C:\Users\BUILDE~1.COR\AppData\Local\Temp>SET     "PATH=C:\oracle\product\client\x86\11.2.0.3\bin;C:\orac
le\product\11.2.0\client_x86_1\bin;c:\oracle\product\11.2.0\client_x64_1\bin;C:\Windows\system32;C:\
Windows;C:\Windows\System32\Wbem;C:\Windows\System32\WindowsPowerShell\v1.0\;C:\Windows\System32\Win
dowsPowerShell\v1.0\;C:\Program Files (x86)\Microsoft SQL Server\100\Tools\Binn\;C:\Program Files\Mi
crosoft SQL Server\100\Tools\Binn\;C:\Program Files\Microsoft SQL Server\100\DTS\Binn\;C:\ruby\bin;C
:\opscode\chef\bin;C:\opscode\chef\embedded\bin"

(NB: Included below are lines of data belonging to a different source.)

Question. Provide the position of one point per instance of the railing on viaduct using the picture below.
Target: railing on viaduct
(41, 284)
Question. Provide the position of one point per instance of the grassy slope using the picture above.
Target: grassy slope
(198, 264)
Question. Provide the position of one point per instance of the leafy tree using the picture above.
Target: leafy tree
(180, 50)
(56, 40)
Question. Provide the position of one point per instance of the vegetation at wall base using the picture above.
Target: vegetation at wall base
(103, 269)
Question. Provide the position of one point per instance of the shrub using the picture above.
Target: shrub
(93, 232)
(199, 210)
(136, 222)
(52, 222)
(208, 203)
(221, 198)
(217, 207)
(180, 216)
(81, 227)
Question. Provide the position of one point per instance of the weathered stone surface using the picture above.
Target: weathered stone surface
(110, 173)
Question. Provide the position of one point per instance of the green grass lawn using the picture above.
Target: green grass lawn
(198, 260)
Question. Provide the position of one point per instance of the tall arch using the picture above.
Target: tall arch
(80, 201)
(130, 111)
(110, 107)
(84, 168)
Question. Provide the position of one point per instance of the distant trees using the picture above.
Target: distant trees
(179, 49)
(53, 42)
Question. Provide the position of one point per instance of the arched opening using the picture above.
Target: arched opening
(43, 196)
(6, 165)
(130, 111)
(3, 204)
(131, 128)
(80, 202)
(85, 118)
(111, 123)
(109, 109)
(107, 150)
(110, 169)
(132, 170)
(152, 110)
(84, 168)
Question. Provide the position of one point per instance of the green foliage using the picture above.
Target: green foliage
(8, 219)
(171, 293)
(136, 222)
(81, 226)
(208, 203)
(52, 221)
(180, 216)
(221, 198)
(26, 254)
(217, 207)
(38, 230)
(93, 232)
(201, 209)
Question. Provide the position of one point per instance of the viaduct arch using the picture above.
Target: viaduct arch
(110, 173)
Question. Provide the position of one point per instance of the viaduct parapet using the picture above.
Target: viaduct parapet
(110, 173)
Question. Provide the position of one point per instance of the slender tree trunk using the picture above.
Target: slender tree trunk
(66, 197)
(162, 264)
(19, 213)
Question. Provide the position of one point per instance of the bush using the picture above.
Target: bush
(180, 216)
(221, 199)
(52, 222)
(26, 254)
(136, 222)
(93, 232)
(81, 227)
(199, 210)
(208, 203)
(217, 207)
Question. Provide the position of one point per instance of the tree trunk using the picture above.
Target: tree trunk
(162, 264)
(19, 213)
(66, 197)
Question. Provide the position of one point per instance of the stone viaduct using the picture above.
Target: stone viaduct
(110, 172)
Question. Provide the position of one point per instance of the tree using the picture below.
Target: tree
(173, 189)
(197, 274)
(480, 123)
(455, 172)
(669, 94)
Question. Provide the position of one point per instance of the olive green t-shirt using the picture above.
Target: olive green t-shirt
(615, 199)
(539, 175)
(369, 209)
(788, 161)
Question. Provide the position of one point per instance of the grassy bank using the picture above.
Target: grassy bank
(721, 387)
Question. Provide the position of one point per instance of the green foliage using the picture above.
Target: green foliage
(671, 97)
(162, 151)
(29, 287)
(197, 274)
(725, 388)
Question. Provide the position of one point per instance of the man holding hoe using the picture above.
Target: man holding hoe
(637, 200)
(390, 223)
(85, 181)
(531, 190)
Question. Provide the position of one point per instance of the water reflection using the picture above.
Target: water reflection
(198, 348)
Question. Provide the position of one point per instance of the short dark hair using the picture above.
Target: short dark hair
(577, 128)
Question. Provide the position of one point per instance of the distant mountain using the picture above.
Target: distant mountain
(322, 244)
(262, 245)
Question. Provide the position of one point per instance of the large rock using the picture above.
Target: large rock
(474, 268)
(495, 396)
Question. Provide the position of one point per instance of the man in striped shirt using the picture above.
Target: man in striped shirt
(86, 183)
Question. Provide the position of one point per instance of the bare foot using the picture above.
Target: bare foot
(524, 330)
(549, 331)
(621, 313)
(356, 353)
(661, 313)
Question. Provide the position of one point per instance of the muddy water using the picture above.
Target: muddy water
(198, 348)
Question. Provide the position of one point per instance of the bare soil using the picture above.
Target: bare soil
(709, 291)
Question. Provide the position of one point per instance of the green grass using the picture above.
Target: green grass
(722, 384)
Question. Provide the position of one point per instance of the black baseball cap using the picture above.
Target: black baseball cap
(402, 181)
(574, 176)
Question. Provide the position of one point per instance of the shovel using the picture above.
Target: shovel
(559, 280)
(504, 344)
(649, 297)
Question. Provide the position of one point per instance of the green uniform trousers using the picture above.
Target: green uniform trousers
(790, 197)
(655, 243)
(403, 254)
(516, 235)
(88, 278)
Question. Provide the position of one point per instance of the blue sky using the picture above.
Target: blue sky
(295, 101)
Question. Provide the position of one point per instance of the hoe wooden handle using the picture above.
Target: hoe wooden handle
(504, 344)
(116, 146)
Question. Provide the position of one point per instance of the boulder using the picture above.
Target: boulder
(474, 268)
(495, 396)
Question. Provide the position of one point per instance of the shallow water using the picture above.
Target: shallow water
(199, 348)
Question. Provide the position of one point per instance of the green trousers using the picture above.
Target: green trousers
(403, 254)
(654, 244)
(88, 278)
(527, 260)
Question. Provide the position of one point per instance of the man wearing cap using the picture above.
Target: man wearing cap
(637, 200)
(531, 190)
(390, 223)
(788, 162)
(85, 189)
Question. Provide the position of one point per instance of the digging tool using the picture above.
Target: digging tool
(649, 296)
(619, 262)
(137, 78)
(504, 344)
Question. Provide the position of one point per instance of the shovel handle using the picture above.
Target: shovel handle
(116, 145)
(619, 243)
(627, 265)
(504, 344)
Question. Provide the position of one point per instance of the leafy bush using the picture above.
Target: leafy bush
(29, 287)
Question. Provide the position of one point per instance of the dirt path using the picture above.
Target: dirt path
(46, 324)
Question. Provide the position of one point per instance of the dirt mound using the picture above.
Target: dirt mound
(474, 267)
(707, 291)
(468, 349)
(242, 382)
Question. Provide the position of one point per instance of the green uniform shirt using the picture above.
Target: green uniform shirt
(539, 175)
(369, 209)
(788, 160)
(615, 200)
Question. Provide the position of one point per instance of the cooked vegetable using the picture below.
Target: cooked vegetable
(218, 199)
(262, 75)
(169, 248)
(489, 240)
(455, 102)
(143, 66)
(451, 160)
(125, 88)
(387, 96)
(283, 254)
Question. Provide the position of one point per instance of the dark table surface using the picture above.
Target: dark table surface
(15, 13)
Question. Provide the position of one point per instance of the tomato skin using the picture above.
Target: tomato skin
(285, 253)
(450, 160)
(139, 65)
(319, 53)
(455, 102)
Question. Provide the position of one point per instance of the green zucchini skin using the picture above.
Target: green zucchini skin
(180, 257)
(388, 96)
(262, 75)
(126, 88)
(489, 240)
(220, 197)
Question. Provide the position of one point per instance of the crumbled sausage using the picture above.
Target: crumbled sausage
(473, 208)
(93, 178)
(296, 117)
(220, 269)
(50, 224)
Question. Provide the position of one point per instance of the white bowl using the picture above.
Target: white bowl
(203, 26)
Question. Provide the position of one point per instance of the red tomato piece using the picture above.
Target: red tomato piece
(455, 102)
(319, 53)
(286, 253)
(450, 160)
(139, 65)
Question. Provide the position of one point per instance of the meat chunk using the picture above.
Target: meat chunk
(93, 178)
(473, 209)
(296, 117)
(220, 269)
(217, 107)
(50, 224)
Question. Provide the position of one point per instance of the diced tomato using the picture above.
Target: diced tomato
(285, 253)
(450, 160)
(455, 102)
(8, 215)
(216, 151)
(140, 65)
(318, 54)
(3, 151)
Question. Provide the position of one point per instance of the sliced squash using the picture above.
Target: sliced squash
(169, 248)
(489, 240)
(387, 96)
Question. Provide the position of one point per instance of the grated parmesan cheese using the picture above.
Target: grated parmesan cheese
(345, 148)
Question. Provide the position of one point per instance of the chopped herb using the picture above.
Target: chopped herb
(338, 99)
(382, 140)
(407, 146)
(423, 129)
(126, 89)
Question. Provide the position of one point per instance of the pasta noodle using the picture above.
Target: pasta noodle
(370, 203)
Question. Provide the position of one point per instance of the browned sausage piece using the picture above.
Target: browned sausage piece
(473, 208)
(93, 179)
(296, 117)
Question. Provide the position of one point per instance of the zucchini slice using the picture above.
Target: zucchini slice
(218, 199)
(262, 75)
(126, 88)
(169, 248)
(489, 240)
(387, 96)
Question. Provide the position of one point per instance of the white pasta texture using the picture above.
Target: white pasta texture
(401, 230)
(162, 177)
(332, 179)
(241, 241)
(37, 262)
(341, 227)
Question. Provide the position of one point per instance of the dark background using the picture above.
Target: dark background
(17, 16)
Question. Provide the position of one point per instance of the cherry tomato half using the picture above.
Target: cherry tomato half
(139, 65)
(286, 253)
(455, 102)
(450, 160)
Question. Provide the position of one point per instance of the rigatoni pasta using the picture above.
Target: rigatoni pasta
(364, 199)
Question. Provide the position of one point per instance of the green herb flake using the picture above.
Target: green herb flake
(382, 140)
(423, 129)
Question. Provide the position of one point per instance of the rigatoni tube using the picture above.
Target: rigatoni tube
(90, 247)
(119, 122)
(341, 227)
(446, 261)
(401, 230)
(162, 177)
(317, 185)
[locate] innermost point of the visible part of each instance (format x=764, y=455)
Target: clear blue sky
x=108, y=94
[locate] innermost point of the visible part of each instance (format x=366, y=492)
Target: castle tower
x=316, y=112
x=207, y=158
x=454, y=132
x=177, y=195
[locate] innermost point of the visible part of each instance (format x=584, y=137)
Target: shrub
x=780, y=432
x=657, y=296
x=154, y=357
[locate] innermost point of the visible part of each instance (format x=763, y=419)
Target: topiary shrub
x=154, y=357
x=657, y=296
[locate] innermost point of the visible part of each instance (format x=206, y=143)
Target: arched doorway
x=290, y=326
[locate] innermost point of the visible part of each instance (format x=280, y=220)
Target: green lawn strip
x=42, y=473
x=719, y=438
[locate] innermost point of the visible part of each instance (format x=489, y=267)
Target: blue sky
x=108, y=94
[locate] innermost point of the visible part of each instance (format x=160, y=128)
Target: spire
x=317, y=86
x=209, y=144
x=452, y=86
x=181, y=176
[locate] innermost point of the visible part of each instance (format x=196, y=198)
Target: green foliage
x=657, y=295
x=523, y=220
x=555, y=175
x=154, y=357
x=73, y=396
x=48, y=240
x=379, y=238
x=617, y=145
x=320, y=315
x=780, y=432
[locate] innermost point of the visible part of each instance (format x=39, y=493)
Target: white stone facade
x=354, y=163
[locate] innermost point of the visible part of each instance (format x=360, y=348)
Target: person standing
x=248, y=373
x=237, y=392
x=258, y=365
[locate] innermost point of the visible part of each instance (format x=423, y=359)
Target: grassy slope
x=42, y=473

C:\Users\BUILDE~1.COR\AppData\Local\Temp>chef-client -c c:/chef/client.rb -j c:/chef/first-boot.json

Starting Chef Client, version 12.14.89
[2016-09-30T17:37:44-07:00] INFO: *** Chef 12.14.89 ***
[2016-09-30T17:37:44-07:00] INFO: Platform: x64-mingw32
[2016-09-30T17:37:44-07:00] INFO: Chef-client pid: 4920
[2016-09-30T17:37:53-07:00] ERROR: SSL Validation failure connecting to host: server.domain.com - 
SSL_connect returned=1 errno=0 state=error: certificate verify failed

================================================================================
Chef encountered an error attempting to load the node data for "10.1.12.40"
================================================================================

Unexpected Error:

OpenSSL::SSL::SSLError: SSL Error connecting to https://server.domain.com/organizations/wa
g-bellevue/nodes/10.1.12.40 - SSL_connect returned=1 errno=0 state=error: certificate verify failed

Platform:

x64-mingw32


Running handlers:
[2016-09-30T17:37:53-07:00] ERROR: Running exception handlers
Running handlers complete
[2016-09-30T17:37:53-07:00] ERROR: Exception handlers complete
Chef Client failed. 0 resources updated in 08 seconds
[2016-09-30T17:37:53-07:00] FATAL: Stacktrace dumped to c:/chef/cache/chef-stacktrace.out
[2016-09-30T17:37:53-07:00] FATAL: Please provide the contents of the stacktrace.out file if you file a bug report
[2016-09-30T17:37:53-07:00] FATAL: OpenSSL::SSL::SSLError: SSL Error connecting to https://server.domain.com/organizations/wag-bellevue/nodes/10.1.12.40- SSL_connect returned=1 errno=0
 state=error: certificate verify failed

#17

Ok I fired up a 2008 standard vm and reproduced this. Its a regression introduced in winrmv2 and only affects 2008 standard. 2008 standard does not work well with a UTF-8 codepage and we need to revert to 437. We will fix this in the next release.


#18

Thanks Matt. Fortunately, most of our servers are Server 2012 and 2008 R2, and we’ve already successfully bootstrapped 150+ nodes. We just have a small number that are running 2008 Standard and will try those again when the fix is out.


#19

Hi Matt, is there an ETA for when the fix for Server 2008 Standard will be released? We have a work item tracking this issue and was curious about a timeline. Thanks!


#20

There is a v1.7.0 coming up https://github.com/chef/knife-windows/pull/401 that fixes this. For Windows 2008, you just need to add --winrm-codepage 437


#21

How/where do I add --winrm-codepage 437? Do I add this to the bootstrap process?